We extract the following additional particulars from Porter's Handbook, p. 347:

"The ruins of Bethshean cover a space about three miles in circuit. No less than four streams flow through the site, so that the city must have consisted of several sections, separated by deep ravines and brawling torrents. Between the principal streams is a hill two hundred feet high, in form a truncated cone. From its southern base the ground ascends gradually for about half a mile, and on this slope the great body of the ancient city stood. Here also stands the modern village, grouped round a massive square tower, the style of whose masonry proclaims its Jewish or Phoenician origin.
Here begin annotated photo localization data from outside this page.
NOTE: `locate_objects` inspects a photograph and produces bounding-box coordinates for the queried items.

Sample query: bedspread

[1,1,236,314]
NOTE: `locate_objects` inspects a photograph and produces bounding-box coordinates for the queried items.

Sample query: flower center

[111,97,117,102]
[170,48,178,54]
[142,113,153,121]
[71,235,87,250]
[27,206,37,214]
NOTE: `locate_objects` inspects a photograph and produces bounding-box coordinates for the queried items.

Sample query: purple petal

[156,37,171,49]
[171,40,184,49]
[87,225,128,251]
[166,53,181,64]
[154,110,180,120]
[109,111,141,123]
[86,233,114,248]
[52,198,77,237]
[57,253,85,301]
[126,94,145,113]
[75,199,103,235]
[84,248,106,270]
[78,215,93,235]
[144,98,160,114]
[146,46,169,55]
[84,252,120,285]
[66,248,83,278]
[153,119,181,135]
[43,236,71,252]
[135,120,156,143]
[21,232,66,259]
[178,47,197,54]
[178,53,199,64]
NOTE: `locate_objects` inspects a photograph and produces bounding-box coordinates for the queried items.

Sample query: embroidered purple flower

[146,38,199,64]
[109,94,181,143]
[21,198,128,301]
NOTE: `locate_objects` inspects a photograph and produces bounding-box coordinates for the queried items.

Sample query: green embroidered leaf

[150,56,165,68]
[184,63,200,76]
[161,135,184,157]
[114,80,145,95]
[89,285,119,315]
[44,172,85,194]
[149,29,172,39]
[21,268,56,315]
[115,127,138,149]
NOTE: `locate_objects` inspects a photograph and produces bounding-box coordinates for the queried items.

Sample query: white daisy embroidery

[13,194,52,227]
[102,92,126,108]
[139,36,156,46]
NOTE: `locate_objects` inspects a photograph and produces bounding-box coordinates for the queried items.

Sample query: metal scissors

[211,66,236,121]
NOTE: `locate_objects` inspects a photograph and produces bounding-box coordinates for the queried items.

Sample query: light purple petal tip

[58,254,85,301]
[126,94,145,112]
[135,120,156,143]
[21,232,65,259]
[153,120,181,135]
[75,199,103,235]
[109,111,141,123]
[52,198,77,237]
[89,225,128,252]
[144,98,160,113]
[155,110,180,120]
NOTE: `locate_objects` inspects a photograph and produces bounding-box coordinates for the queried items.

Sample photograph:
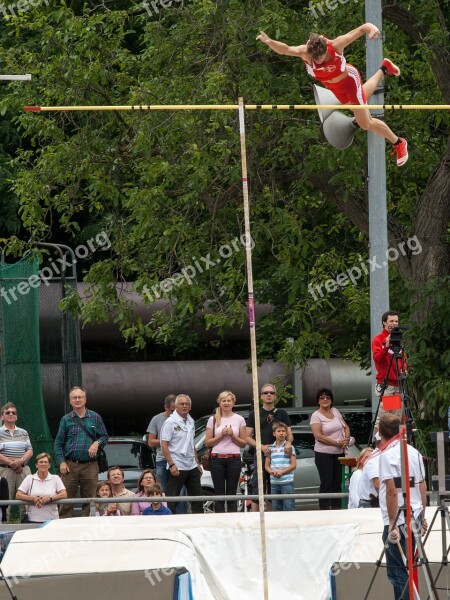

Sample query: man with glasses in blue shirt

[246,384,293,511]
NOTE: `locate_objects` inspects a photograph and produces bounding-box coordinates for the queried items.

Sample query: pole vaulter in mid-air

[256,22,409,167]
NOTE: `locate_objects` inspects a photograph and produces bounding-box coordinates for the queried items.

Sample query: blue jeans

[156,460,168,492]
[271,481,295,511]
[382,523,416,600]
[156,460,187,514]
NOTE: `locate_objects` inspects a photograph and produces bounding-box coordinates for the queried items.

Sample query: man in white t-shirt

[147,394,188,514]
[378,414,427,600]
[161,394,204,514]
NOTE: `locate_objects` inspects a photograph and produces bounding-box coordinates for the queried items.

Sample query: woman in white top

[17,453,67,523]
[310,387,351,510]
[205,391,246,512]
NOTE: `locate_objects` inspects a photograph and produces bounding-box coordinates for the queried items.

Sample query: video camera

[389,325,411,350]
[389,326,403,348]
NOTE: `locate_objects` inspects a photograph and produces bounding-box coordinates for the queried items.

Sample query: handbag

[97,448,109,473]
[74,416,109,473]
[201,419,215,470]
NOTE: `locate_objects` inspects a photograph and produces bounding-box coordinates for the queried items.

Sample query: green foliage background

[0,0,449,427]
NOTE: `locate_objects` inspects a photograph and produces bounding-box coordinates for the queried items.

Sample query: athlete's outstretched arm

[332,22,380,54]
[256,31,306,58]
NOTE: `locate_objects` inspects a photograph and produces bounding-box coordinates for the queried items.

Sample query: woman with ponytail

[205,391,246,512]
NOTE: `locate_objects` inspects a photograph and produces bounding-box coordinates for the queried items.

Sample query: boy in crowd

[142,484,172,516]
[265,422,297,511]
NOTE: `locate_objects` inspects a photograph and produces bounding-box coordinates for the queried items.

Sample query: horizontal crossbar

[24,103,450,112]
[0,74,31,81]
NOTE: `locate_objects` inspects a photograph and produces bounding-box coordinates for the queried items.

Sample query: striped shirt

[0,426,32,459]
[54,410,108,463]
[269,442,295,484]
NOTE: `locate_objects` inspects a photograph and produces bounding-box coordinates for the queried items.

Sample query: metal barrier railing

[1,489,447,518]
[1,493,348,517]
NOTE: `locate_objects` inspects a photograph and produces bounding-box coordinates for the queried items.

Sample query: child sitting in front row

[142,484,172,516]
[265,421,297,511]
[94,481,121,516]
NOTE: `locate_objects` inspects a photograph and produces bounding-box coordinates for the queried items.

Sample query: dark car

[98,437,155,491]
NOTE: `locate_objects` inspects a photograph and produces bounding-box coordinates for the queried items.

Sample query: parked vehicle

[196,424,361,511]
[195,405,372,447]
[98,437,155,491]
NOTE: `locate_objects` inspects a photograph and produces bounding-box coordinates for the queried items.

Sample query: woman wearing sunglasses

[310,387,353,510]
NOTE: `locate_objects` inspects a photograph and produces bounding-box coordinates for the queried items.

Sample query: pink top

[132,490,167,515]
[310,407,346,455]
[206,413,246,454]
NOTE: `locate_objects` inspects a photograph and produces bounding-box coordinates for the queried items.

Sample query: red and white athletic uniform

[304,39,367,105]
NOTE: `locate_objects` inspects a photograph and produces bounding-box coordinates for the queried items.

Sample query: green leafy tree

[0,0,448,423]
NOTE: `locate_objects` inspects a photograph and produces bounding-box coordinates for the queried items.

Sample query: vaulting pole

[24,104,450,112]
[238,96,269,600]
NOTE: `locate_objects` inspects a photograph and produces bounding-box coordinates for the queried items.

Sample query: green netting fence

[0,255,53,457]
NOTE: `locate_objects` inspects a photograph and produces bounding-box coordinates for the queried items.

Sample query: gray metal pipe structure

[38,285,370,419]
[365,1,390,415]
[38,284,274,342]
[41,358,370,419]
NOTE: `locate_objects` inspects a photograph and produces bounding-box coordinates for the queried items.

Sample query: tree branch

[309,170,412,278]
[382,1,450,102]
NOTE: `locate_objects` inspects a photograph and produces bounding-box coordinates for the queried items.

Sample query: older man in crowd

[54,386,108,518]
[161,394,203,514]
[0,402,33,521]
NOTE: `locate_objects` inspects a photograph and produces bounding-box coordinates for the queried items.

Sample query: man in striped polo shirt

[0,402,33,520]
[265,421,296,511]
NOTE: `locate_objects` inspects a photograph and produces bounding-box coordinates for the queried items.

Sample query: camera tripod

[419,430,450,597]
[369,344,415,446]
Scythopolis was a city of temples. It was a chief seat of the Philistine god Dagon. The remains of no less than four temples can be traced at the base of the tell, and several others are seen elsewhere. There are some thirty columns standing among the ruins, most of which appear to have lined the street which ran from the Gadara gate round the acropolis.

Bible concordance for BETH-SHEAN.

"The most perfect as well as the most interesting ruin of Bethshean is the Theatre, situated in the valley southwest of the tell. Though the outer walls are shattered and ruinous, the interior doors and passages are almost perfect. It is entirely built of basalt. In form it is semicircular, and its diameter measures nearly two hundred feet. Here, we are told, a number of Christians were massacred during the reign of Julian the Apostate.
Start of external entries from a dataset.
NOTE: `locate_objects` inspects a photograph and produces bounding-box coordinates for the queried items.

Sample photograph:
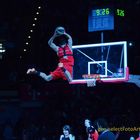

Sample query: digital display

[88,8,114,32]
[92,8,110,16]
[116,9,125,17]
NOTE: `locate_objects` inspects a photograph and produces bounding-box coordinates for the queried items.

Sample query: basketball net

[86,79,97,87]
[82,74,100,87]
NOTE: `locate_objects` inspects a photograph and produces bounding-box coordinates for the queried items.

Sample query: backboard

[70,41,129,84]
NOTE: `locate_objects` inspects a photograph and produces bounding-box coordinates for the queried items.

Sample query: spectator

[60,125,75,140]
[95,118,116,140]
[84,119,99,140]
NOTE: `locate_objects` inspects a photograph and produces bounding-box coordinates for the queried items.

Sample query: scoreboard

[88,8,125,32]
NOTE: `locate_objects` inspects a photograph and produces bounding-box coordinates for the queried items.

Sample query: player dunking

[27,26,74,82]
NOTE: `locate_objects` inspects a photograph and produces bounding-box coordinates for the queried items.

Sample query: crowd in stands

[0,81,140,139]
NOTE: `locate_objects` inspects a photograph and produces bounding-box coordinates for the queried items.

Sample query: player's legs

[39,72,53,81]
[26,63,73,82]
[62,69,72,82]
[58,62,73,82]
[27,68,53,81]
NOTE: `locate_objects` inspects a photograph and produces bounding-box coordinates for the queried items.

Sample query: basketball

[55,26,65,35]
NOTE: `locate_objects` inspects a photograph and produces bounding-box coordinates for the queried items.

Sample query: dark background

[0,0,140,139]
[0,0,140,85]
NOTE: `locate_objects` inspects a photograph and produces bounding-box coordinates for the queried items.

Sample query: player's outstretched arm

[48,33,59,52]
[64,32,73,51]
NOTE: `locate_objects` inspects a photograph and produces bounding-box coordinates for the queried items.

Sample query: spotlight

[129,42,133,46]
[128,41,134,47]
[36,12,39,15]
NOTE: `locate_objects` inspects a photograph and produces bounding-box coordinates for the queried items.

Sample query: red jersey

[86,126,99,140]
[88,130,99,140]
[51,45,74,80]
[58,45,74,65]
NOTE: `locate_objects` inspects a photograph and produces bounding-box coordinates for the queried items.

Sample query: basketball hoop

[86,79,97,87]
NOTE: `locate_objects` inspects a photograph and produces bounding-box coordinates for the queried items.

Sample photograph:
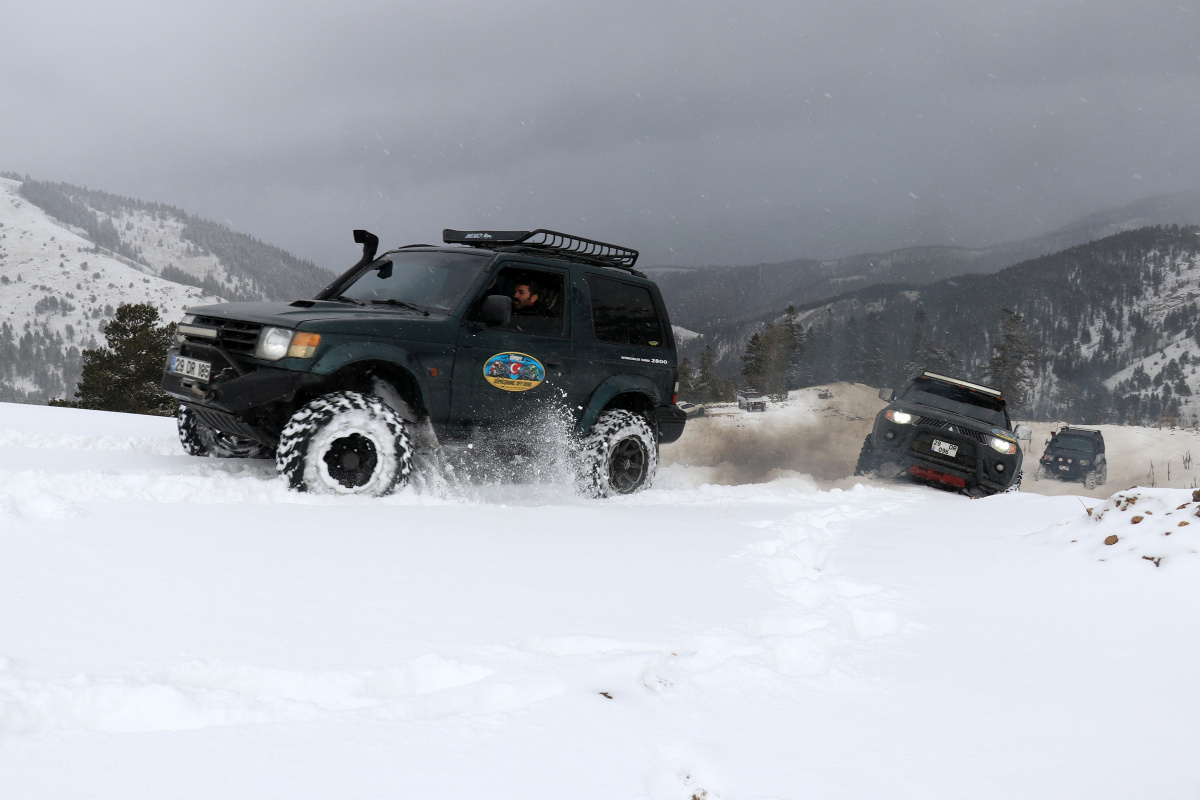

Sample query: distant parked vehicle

[1035,426,1107,489]
[677,401,706,418]
[737,388,767,412]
"The citadel stood on the summit of the hill, and must have been a place of very great strength. The hill is a natural fortress, for a deep glen, called Wady el-Jalud, sweeps round its northern base, while another glen passes round the southern base, and the two meet on the east, thus almost surrounding it with an impassable moat. Its sides are steep, scarped, and in places almost perpendicular. A massive wall encircled the flat top, and its principal gateway was on the north-west. In its sides, which are of comparatively recent structure, may be seen fragments of Corinthian capitals and shafts of limestone. It was doubtless on the wall of this citadel that the Philistines hung up the bodies of Saul and Jonathan (1Sa 31:10); and one can understand from the position of the city how the daring inhabitants of Jabesh were able to carry off the bodies. They crossed the Jordan during the night, crept up Wady el-Jalud to the northern base of the tell, then clambered up its steep side, scaled the wall of the fortress, took down the bodies, and escaped.
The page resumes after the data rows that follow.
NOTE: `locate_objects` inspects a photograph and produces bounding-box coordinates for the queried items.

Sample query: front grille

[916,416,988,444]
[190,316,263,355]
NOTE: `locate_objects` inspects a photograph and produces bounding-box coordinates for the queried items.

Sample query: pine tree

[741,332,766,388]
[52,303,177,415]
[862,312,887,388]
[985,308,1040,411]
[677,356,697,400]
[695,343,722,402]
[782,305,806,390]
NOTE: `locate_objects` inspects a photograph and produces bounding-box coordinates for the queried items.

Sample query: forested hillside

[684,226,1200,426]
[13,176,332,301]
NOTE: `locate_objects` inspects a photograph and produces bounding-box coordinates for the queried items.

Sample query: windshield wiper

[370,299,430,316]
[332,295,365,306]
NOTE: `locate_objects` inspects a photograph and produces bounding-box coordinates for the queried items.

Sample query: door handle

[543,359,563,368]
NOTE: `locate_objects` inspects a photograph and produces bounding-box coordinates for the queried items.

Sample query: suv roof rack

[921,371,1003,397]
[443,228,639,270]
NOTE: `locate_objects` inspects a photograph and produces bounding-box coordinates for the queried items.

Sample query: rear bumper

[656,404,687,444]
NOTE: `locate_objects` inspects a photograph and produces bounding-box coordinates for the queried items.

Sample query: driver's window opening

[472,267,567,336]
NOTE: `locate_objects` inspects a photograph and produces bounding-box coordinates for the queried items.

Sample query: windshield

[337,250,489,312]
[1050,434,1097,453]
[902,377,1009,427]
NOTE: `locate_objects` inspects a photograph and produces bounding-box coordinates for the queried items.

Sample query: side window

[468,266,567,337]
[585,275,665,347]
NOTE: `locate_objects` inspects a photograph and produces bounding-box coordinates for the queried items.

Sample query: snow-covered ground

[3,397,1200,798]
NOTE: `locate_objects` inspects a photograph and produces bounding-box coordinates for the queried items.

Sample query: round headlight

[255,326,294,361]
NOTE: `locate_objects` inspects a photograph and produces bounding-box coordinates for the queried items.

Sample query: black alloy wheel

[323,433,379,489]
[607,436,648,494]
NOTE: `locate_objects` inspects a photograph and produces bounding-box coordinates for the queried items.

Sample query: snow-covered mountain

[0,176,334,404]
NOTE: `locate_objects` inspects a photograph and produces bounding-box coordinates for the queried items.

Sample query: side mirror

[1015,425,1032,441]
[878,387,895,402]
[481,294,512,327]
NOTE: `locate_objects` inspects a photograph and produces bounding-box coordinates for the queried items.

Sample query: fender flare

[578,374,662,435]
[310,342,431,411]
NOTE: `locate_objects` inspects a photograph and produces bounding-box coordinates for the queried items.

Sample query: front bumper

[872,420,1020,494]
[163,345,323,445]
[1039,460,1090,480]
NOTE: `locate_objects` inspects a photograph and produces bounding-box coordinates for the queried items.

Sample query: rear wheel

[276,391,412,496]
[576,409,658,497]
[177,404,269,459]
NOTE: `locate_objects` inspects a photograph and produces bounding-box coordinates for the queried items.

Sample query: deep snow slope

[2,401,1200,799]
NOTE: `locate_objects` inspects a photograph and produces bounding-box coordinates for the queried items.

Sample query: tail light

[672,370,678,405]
"On the east and north of the tell there are extensive ruins, but now so overgrown with thorns, thistles, and rank grass that it is difficult to see them. On the north bank of the ravine, opposite the citadel, are a number of rock tombs and sarcophagi.

"The village is poor but populous, containing a colony of Egyptians brought hither by Ibrahim Pasha. They have a bad name, and deserve it; for they are given to pilfering, and open robbery when they can safely venture upon it. They are themselves frequently plundered by the wanderilng Bedawin." The following is the latest account (Conder, Tentwork, 2, 69):

"Beisan is a miserable hamlet of mud hovels, amid the ruins of the important town of Scythopolis, which was a bishopric from the 5th century until the change of the see to Nazareth, in the 12th century. The remains of a theatre, hippodrome, and temple, of fine structural tombs, and baths, with a crusading fortress and bridge, are among the best-preserved antiquities of western Palestine. Christian martyrs, in the 4th century, here fought wild beasts in the theatre; and the cages with the sockets of the iron bars, and the narrow passages from the outside, are still intact in the ruined theatre of black basalt."